The ABXY buttons are fucking small -- very annoying.
The D-Pad imprint is annoying -- I wish it was unimprinted in the left circle touchpad. Also I wish there was another version that had 2 joysticks or that the touchpads were physically detachable to replace with joysticks as needed.

Last edited by ElectricPrism on 27 September 2018 at 2:57 am UTC
Botonoski 27 September 2018 at 3:57 am UTC
I rewired my Duke controller to work on PC years ago and have been using that for basically everything. When I think about it the Duke controller might've been a contributor to why I moved to Linux. The unofficial drivers needed to get the Duke controller working on Windows never really got updated to work officially on anything above XP which became a problem when I upgraded to Vista. I got an Ubuntu 8 LiveCD at a local computer store and the controller just worked with no setup and I was a little shocked.

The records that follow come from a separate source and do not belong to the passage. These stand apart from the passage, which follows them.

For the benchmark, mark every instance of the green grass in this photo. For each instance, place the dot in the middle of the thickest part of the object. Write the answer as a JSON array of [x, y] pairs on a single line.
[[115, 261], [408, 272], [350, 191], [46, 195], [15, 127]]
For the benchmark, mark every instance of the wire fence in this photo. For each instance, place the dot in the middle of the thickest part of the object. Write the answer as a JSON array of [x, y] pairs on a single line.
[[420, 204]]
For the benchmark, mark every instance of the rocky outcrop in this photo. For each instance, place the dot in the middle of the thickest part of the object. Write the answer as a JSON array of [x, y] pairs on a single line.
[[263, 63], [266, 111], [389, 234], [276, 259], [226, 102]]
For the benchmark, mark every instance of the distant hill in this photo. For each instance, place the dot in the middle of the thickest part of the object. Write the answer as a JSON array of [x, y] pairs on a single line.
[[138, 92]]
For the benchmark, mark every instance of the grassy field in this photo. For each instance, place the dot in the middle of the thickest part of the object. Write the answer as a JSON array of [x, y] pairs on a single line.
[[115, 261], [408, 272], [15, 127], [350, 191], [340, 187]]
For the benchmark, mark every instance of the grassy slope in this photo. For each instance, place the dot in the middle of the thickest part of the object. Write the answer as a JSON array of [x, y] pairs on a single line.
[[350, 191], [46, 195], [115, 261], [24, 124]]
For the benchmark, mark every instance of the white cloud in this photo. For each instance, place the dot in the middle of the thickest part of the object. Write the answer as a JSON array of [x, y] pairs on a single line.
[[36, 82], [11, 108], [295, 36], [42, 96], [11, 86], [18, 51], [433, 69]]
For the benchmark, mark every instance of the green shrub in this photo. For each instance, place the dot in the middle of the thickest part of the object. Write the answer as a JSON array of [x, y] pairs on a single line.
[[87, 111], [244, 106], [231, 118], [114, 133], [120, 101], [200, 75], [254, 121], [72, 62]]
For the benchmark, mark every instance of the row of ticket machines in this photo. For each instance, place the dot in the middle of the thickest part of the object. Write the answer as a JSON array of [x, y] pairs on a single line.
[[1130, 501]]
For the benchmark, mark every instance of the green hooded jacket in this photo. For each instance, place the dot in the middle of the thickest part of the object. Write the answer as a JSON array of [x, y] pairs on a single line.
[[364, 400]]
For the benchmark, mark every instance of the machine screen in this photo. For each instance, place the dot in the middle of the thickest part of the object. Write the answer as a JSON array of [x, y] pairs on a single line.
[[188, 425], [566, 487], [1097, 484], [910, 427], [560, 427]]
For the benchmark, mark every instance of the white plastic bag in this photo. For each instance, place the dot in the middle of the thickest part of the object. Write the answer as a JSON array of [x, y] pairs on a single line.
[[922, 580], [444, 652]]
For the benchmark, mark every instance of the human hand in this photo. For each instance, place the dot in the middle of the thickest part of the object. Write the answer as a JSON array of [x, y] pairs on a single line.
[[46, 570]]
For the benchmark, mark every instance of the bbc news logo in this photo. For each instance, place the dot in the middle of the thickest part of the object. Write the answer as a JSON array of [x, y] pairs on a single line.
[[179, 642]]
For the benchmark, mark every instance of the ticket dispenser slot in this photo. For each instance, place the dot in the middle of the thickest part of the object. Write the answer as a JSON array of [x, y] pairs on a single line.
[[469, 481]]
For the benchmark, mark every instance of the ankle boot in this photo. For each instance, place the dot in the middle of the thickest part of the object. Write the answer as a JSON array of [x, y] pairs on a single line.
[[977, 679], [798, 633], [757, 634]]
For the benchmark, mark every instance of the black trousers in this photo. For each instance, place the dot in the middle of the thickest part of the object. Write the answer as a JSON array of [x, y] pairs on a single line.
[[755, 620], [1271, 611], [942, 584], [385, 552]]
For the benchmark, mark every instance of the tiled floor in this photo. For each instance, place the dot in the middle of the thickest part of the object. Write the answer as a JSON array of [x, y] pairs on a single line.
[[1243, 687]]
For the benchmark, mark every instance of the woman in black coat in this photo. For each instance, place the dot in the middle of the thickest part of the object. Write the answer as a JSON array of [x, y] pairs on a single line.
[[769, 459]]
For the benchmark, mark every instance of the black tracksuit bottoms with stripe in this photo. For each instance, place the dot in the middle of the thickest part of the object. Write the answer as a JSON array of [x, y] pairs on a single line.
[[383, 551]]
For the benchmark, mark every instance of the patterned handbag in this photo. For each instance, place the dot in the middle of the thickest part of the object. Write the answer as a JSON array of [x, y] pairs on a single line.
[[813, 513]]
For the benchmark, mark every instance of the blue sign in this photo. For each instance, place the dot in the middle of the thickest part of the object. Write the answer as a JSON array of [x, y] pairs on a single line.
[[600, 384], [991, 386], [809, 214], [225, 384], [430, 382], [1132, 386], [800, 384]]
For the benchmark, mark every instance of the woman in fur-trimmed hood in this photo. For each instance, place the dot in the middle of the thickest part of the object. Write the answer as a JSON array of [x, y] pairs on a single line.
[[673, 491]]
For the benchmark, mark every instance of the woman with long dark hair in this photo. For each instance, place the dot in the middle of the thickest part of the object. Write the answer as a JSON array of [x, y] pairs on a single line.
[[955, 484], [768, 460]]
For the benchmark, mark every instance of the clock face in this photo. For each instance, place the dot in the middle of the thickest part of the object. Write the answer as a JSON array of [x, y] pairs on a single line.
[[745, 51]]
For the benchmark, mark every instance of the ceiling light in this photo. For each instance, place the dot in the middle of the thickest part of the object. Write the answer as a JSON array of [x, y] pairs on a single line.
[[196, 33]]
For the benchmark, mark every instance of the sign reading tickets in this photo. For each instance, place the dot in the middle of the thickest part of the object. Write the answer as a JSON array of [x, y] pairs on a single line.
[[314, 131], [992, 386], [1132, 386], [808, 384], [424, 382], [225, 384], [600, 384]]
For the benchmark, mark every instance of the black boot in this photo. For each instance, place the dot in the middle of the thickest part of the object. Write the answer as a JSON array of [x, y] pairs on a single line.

Maybe I'll pick up that Duke controller remake that Hyperkin has released for the Xbox One, maybe I'll just chop off my hands and get smaller ones so that I can use a 360 controller comfortably.
no_information_here 27 September 2018 at 4:06 am UTC
I have a couple old PS2 controllers I used to like using for platformers. Steam kept losing the settings and games kept wanting a 360 pad. Has the new controller system fixed that? I would love to use them again.

I also have a 360 controller. Decent and solid.

I love my Steam Controller. I have ranted before, but here is my pro-con list:

+ I love the right thumbpad for 1st person games.
+ The underside triggers are awesome.
+ The customization is excellent.
+ The gyro can be really good for fine tuning aim.

- The left thumb pad is worse than useless. Give me a D-pad dammit.
- The haptic was intolerable. I was ecstatic when they gave me a universal off switch.
- The button positions and springs are a little imbalanced, but I got used to them.

Overall, it is still brilliant, but could be even better. I stopped using my 360 controller, but might plug in the PS2 for the D-pad and see if it works again.